It boots with Pentium MMX but both K6-2 and K6-3 on Evergreen and Powerleap interposers just hang (with BIOS POST card code D2D3).
Unfortunately, between D3 and D4 a ton is going on. This is where the BIOS turns on the RAM, initializes the chipset, and switches to executing the BIOS from shadow RAM rather than ROM. The compressed portion at 5000h also appears to be something that amideco can't handle (but since you don't see D4, I'm not sure it ever executes anyway). There are a few 0f 30s in the uncompressed part, but they look like false positives and not actual wrmsr instructions. So it's difficult without knowing where it gets stuck.

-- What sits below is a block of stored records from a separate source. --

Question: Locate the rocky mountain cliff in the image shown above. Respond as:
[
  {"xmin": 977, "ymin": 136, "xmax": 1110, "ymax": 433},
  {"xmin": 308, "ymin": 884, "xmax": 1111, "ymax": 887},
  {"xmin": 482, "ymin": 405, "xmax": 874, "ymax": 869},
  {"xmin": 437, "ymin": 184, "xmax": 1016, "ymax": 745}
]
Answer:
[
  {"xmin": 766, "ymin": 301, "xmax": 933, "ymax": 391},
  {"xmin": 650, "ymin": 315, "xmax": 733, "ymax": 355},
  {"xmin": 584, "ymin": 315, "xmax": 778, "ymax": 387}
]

Rather than straightforward like Award, perhaps something in the CPU detection code was set and doesn't break right away, only causing failure between D3 and D4.
edit: there is MHz detection code between D3 and D4. Perhaps it runs too fast and there is overflow or divide by zero--you could experiment with as slow bus speed and multiplier as possible.Beerfloat wrote on Yesterday, 02:09:Same question for the Spring Circle SF586 VIP3A-ZS1 AWARD 4.50PG BIOS, really.
I am less concerned about CPU detection and setting all registers correctly than about simply getting it to boot. Can always run k6init after.
That one is quite similar to jheronimus' one.
At offset 17F3Eh there is 0F 30 (wrmsr). Change it to 90 90 (nop nop) and I expect you'd have to change the checksum at 1FFFFh to 22h.
Really appreciate the quick and thorough response jakethompson1. I will be trying that on the SF586 BIOS.
With the original checksum at 1FFFFh looking like F7h, and you saying new checksum likely 22h, let me see if my small brain can figure out how these checksums work!